Uma sessão da Câmara Criminal do Tribunal de Justiça da Paraíba, realizada nesta terça-feira (31), foi marcada por referências ao 31 de março de 1964, data associada ao início da ditadura militar no Brasil. Durante o julgamento, o juiz convocado Marcos Salles fez menção direta ao período ao se dirigir ao advogado Abraão Beltrão, que participava por videoconferência e havia feito sustentação oral de forma remota.

A fala provocou risadas entre participantes da sessão e foi seguida por nova manifestação de outro advogado em apoio à mesma referência. Ao cumprimentar Beltrão, o magistrado observou a imagem exibida na videoconferência e destacou elementos visuais que, segundo ele, poderiam remeter à data.

“Quero cumprimentar o doutor Abraão Beltrão que, além de se postar ao lado da bandeira, também traja um paletó e uma gravata verde oliva, talvez fazendo referência ao 31 de março”, disse Salles. A declaração foi recebida com risadas de autoridades que acompanhavam a chamada, inclusive do próprio advogado citado, que não negou a associação feita pelo juiz durante a sessão do TJ-PB.

No vídeo abaixo, o momento exato:

Poucos minutos depois, a menção ao período da ditadura voltou a ser reforçada por outro integrante da sessão. O advogado João Estrela afirmou: “Aproveitando o ensejo, quero me acostar ao posicionamento do doutro Abraão Beltrão em favor da revolução de 31 de março. Não estou vestido a caráter, mas me associo a ele”. Abaixo, o vídeo:

A fala ampliou a repercussão do episódio, por ocorrer em um ambiente institucional do Judiciário e por retomar, em tom de concordância, uma referência positiva ao movimento que derrubou o presidente João Goulart e abriu caminho para duas décadas de regime militar no país.

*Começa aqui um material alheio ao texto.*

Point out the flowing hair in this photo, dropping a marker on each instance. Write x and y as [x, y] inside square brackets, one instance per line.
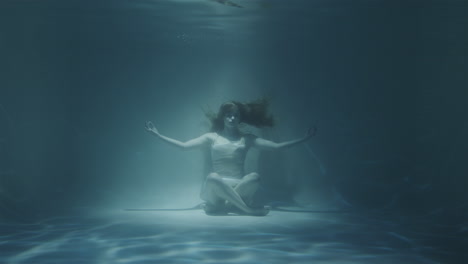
[253, 113]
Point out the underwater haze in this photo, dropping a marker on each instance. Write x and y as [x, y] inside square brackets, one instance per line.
[384, 180]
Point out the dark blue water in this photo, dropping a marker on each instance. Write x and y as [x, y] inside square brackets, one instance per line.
[281, 237]
[384, 81]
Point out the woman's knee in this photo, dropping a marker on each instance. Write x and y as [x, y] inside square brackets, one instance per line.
[213, 177]
[252, 176]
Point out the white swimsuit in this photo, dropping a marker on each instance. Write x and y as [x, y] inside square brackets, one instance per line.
[228, 157]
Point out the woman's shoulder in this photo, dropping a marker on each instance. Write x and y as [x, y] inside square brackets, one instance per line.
[210, 135]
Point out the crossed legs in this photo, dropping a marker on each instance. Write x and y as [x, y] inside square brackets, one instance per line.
[218, 192]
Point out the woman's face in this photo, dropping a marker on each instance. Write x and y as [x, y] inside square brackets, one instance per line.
[232, 118]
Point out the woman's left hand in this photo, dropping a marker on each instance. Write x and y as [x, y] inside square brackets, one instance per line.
[311, 132]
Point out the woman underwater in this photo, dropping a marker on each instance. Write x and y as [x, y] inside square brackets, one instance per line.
[227, 188]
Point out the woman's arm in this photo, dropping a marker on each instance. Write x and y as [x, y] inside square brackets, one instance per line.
[264, 144]
[193, 143]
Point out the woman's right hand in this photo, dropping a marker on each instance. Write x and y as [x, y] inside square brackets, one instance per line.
[149, 126]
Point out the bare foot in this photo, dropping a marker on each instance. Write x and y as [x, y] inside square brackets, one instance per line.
[213, 210]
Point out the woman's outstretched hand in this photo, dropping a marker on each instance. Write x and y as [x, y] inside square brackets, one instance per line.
[311, 132]
[149, 126]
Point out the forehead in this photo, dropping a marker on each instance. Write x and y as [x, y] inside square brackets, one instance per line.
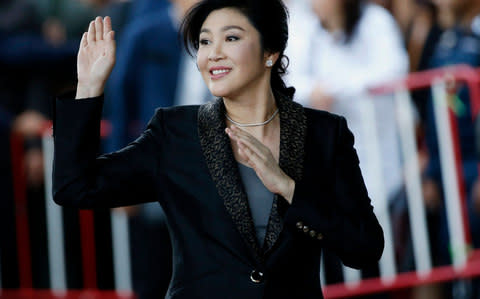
[223, 17]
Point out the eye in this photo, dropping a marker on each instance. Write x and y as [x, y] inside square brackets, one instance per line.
[204, 42]
[232, 38]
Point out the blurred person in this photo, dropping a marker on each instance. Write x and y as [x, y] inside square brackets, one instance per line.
[457, 44]
[152, 71]
[349, 47]
[238, 177]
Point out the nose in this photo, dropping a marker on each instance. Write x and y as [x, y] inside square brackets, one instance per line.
[216, 52]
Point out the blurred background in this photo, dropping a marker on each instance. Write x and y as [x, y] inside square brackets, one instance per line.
[388, 66]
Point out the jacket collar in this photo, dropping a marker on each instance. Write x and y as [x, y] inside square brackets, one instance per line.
[224, 170]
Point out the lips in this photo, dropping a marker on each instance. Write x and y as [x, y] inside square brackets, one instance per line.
[219, 72]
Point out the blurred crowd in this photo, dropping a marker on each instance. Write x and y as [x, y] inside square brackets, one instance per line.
[338, 50]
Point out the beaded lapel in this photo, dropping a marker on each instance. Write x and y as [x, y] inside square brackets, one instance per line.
[224, 170]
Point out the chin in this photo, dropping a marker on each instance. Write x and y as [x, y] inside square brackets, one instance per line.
[220, 91]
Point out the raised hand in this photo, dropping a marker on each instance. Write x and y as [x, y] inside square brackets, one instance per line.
[260, 158]
[96, 58]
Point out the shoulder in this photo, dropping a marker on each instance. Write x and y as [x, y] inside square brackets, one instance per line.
[322, 118]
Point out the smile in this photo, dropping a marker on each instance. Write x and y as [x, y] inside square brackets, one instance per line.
[217, 73]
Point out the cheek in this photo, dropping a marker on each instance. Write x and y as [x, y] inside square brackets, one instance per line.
[247, 54]
[202, 61]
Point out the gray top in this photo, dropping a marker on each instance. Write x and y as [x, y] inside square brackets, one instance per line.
[260, 200]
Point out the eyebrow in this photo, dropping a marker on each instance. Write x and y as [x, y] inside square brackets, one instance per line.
[206, 30]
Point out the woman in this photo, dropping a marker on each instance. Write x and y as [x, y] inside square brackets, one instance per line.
[196, 160]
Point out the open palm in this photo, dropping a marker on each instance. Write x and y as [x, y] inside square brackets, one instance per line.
[96, 55]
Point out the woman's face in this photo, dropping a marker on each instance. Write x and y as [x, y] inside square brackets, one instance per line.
[230, 56]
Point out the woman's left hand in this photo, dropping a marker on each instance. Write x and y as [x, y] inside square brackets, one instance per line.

O 31 de março de 1964 marca o início da movimentação militar que resultou na deposição de Goulart. A ruptura institucional se consolidou em 1º de abril, quando o presidente deixou o país e os militares assumiram o poder.

Ainda assim, o 31 de março foi adotado pelos próprios militares como marco simbólico do golpe, numa tentativa de evitar a associação com o Dia da Mentira.